Globke Brigitta, Raschzok Nathanael, Teegen Eva-Maria, Pratschke Johann, Schott Eckart, Eurich Dennis
General, Visceral and Transplant Surgery, Charité Campus Virchow, Berlin, Germany.
General, Visceral, Thoracic and Vascular Surgery, Charité Campus Mitte, Berlin, Germany.
Transpl Infect Dis. 2017 Feb;19(1). doi: 10.1111/tid.12647. Epub 2017 Jan 11.
Hepatitis C virus (HCV) recurrence after liver transplantation (LT) used to be a serious problem in the era of interferon-based treatment. Since the introduction of modern directly acting antivirals, treatment has become easier and shorter. According to published data, in the natural course of hepatitis C infection the duration of antiviral treatment with sofosbuvir (SOF) and ledipasvir (LDV) may be shortened to 12 instead of 24 weeks, using ribavirin (RBV) in addition. Furthermore, the question of whether or not RBV is really necessary, in a 12-week SOF/LDV treatment in the post-transplant setting, is still unanswered.
At our institution, 100 liver transplant patients with HCV recurrence underwent interferon-free SOF-based treatment. A total of 51 patients received SOF/LDV with or without RBV. Twenty-nine HCV genotype 1 or 4 patients with histologically proven stage 0-2 fibrosis were treated with SOF/LDV for 12 weeks; another 22 patients with advanced fibrosis (stage 3-4) either received SOF/LDV plus weight-adjusted RBV or prolonged treatment for 24 weeks.
End of treatment response and sustained virological response (SVR) were achieved in 100% of the 51 patients, irrespective of the treatment group. Patients with prolonged treatment duration or with RBV developed significantly more adverse events (AEs) compared to the SOF/LDV group: 19 (86.4%) vs 8 (27.6%), P<.001. One of the predominant and most relevant AEs was the development of anemia in 43.1% of 10 patients receiving RBV, which was a significant result (P<.001). RBV co-medication had to be reduced in 11 (55%) patients and then stopped in 8 (40%) patients because of AEs. No significant difference was observed among the groups regarding kidney function.

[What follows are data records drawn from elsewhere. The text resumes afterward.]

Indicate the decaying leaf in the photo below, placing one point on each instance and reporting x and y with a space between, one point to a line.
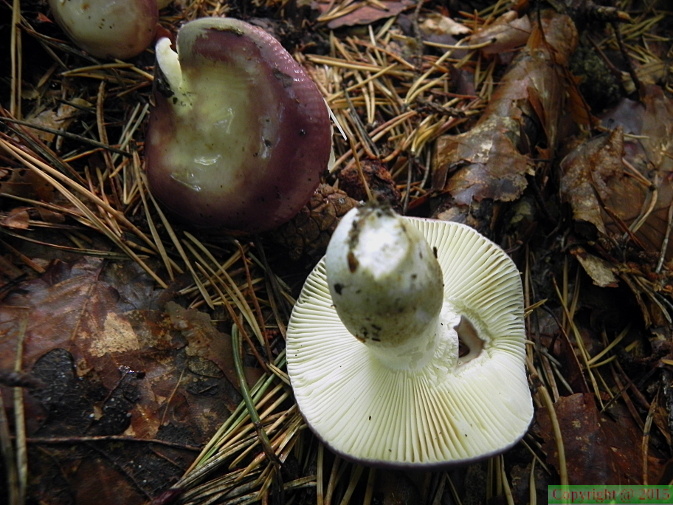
507 33
588 174
360 13
493 159
104 363
438 25
597 447
621 182
600 270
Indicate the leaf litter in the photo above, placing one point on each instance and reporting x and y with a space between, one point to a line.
151 355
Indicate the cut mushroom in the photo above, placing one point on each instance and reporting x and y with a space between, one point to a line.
373 343
240 134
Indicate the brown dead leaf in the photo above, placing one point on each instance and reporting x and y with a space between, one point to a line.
597 448
360 12
58 118
437 25
492 160
621 182
110 365
588 174
17 219
507 33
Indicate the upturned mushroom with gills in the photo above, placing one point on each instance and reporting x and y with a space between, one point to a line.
374 350
240 134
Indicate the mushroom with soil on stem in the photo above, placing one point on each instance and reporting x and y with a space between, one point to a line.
240 134
373 343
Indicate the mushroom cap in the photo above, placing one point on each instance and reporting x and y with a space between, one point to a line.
449 411
242 136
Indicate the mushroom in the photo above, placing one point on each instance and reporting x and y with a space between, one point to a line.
374 343
239 135
108 28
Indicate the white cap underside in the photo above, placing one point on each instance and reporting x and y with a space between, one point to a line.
368 412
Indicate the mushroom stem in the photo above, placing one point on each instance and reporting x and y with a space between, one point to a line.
387 286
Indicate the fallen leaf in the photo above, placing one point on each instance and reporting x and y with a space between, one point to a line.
107 364
597 448
361 13
507 33
621 182
493 159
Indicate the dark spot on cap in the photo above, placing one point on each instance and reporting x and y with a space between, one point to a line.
353 262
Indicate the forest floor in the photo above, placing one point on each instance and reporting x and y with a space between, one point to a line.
143 361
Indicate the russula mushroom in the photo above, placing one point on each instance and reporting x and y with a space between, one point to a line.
374 343
240 136
108 28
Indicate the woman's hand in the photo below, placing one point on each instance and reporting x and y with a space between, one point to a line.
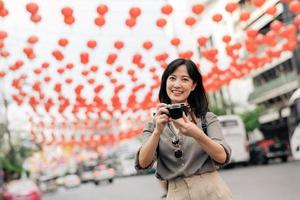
161 117
185 126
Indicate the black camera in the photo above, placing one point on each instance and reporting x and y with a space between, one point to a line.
175 110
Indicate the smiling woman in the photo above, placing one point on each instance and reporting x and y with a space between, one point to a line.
190 149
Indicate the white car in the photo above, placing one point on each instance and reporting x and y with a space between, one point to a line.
71 181
103 173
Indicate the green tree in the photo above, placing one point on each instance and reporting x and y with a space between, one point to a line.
250 119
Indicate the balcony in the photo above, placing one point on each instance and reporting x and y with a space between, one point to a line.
274 88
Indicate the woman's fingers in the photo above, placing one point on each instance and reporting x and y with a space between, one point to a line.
185 118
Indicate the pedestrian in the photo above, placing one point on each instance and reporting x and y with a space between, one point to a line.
184 138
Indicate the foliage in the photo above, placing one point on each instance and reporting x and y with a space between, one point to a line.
250 119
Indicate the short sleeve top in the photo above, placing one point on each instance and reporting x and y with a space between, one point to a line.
194 159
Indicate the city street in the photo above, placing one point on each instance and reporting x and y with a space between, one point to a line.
276 181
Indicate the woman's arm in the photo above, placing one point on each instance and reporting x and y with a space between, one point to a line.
215 150
148 150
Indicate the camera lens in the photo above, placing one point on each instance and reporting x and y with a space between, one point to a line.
178 153
175 113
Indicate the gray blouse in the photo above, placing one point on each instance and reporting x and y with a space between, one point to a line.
194 159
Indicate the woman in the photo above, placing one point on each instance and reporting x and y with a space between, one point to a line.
187 155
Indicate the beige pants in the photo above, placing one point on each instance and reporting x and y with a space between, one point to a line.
208 186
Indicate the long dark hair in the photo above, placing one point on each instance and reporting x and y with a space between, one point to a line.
197 98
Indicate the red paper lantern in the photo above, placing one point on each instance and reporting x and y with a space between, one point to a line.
147 45
111 58
32 39
35 18
58 55
272 10
3 35
91 44
134 12
32 8
276 25
84 57
69 20
3 12
202 41
198 8
63 42
226 38
295 6
190 21
231 7
161 22
119 44
67 11
100 21
102 9
297 20
258 3
251 33
217 17
175 42
130 22
245 15
167 9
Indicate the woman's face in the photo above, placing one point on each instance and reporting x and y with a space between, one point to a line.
180 85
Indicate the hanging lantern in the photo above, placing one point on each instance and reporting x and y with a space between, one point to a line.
32 39
100 21
245 15
167 9
226 38
175 42
202 41
294 6
231 7
147 45
134 12
198 8
84 57
118 44
32 8
67 11
276 25
258 3
35 18
217 17
161 22
63 42
91 44
102 9
190 21
130 22
271 10
69 20
111 58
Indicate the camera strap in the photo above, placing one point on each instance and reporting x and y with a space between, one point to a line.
203 121
204 124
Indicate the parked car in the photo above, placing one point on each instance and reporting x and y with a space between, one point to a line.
71 181
86 171
47 183
103 173
264 150
22 189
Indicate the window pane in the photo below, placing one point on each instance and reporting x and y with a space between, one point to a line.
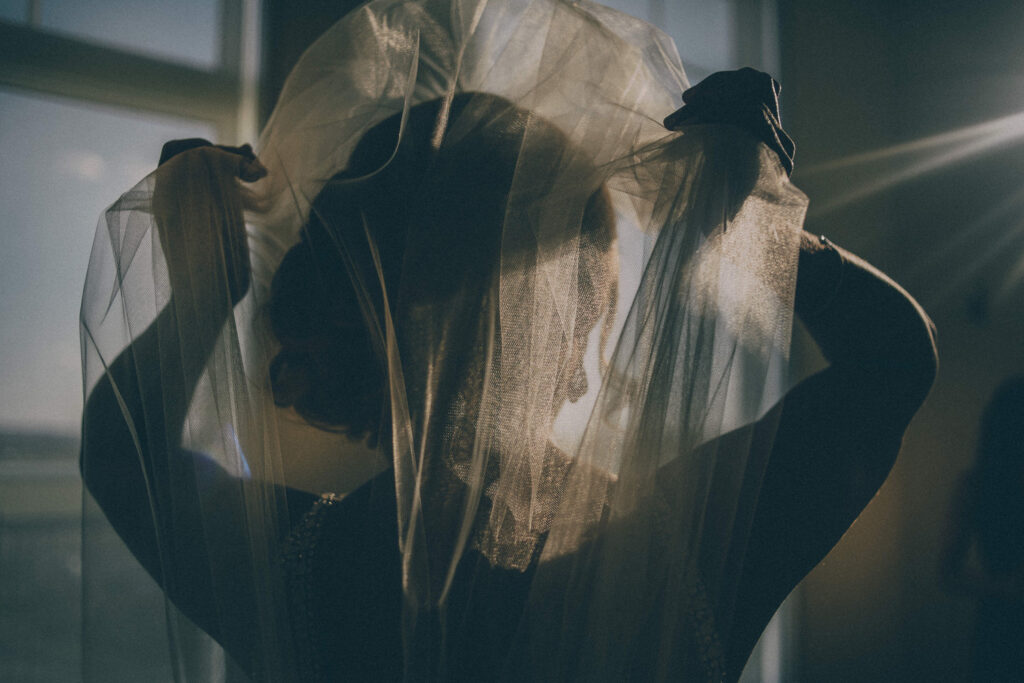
14 10
183 31
64 162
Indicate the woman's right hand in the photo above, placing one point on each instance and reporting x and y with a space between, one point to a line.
199 203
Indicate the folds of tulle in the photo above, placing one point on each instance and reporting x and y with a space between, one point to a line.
626 491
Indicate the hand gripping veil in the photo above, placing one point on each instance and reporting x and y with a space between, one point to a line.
478 250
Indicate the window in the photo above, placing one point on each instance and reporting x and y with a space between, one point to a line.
88 94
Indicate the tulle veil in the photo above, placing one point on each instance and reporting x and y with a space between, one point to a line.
626 499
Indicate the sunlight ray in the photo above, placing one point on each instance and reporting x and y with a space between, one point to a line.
1012 122
883 182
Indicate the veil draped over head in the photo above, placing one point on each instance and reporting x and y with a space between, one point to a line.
555 325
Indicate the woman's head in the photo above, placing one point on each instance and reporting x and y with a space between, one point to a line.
427 223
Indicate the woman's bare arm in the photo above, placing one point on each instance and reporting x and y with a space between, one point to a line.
839 431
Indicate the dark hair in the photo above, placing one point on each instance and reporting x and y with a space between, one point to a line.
326 296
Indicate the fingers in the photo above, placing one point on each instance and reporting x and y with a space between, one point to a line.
238 161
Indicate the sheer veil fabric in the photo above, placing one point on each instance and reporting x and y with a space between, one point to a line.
579 317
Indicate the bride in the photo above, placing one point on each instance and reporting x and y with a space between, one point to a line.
558 330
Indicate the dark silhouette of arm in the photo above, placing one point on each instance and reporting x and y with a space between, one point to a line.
181 515
839 431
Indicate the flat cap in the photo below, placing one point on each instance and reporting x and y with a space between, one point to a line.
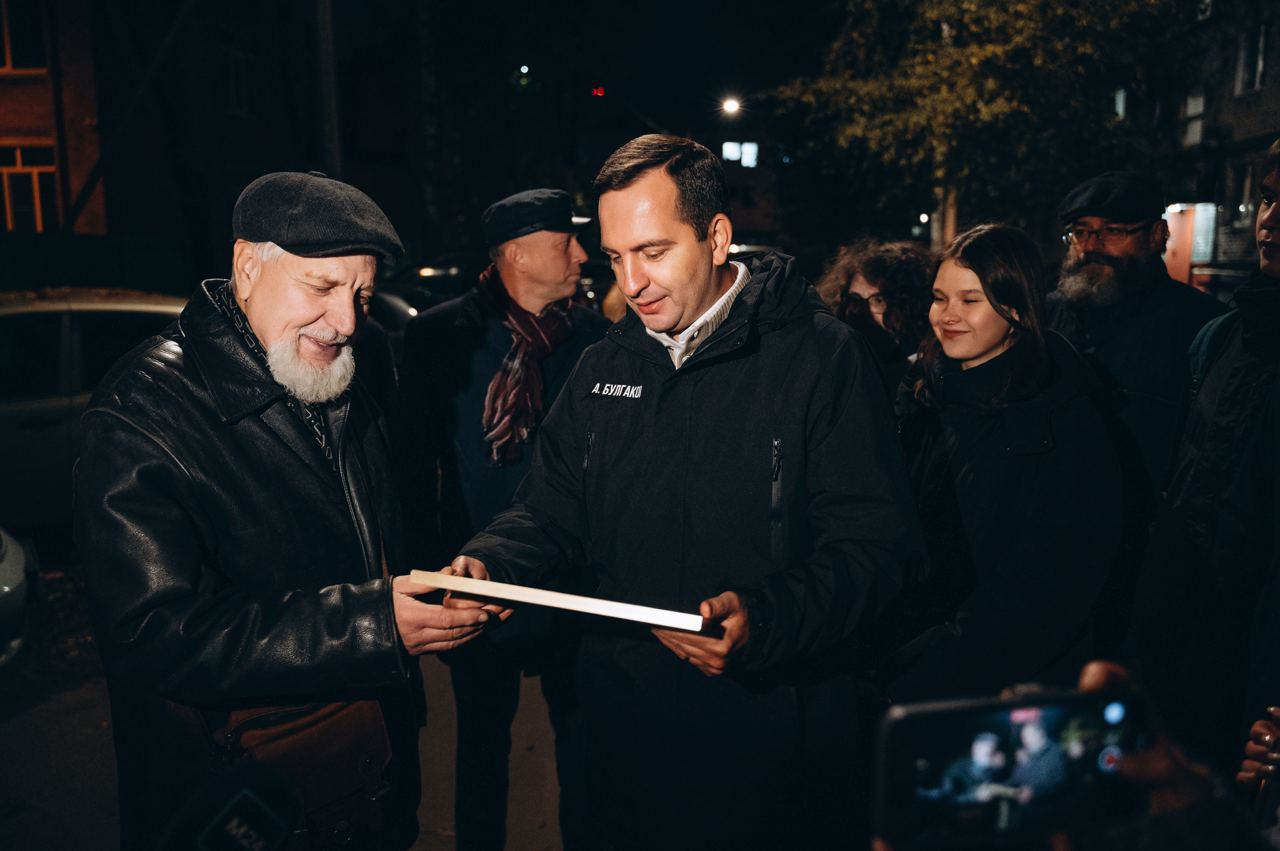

The SOF/LDV combination is a reliable therapy of recurrent HCV infection after LT. It is easy to administer and to achieve SVR in immunocompromised patients without interactions with immunosuppressive medications. Considering the high rate of AEs, frequent discontinuation of RBV treatment, and the 100% SVR, the use of RBV as co-medication in a 12-week SOF/LDV regimen does not seem to be justified after LT.
在基于干扰素治疗的时代,肝移植(LT)后丙型肝炎病毒(HCV)复发曾是一个严重问题。自从现代直接作用抗病毒药物问世以来,治疗变得更加容易且疗程更短。根据已发表的数据,在丙型肝炎感染的自然病程中,使用索磷布韦(SOF)和来迪派韦(LDV)进行抗病毒治疗的疗程可能从24周缩短至12周,同时加用利巴韦林(RBV)。此外,在移植后环境中,对于12周的SOF/LDV治疗是否真的需要RBV这一问题仍未得到解答。
在我们机构,100例HCV复发的肝移植患者接受了基于SOF的无干扰素治疗。共有51例患者接受了含或不含RBV的SOF/LDV治疗。29例经组织学证实为0-2期纤维化的HCV 1型或4型患者接受了12周的SOF/LDV治疗;另外22例晚期纤维化(3-4期)患者要么接受了SOF/LDV加根据体重调整剂量的RBV治疗,要么接受了24周的延长治疗。
51例患者中100%实现了治疗结束时应答和持续病毒学应答(SVR),无论治疗组如何。与SOF/LDV组相比,治疗疗程延长或使用RBV的患者发生的不良事件(AE)明显更多:19例(86.4%)对8例(27.6%),P<0.001。主要且最相关的不良事件之一是接受RBV的10例患者中有43.1%发生贫血,这是一个显著结果(P<0.001)。由于不良事件,11例(55%)患者不得不减少RBV联合用药,8例(40%)患者随后停止用药。各治疗组在肾功能方面未观察到显著差异。
SOF/LDV联合用药是肝移植后复发性HCV感染的可靠治疗方法。它易于给药,并且在免疫功能低下的患者中易于实现SVR,且与免疫抑制药物无相互作用。考虑到不良事件发生率高、RBV治疗频繁停药以及100%的SVR率,在肝移植后12周的SOF/LDV方案中使用RBV作为联合用药似乎不合理。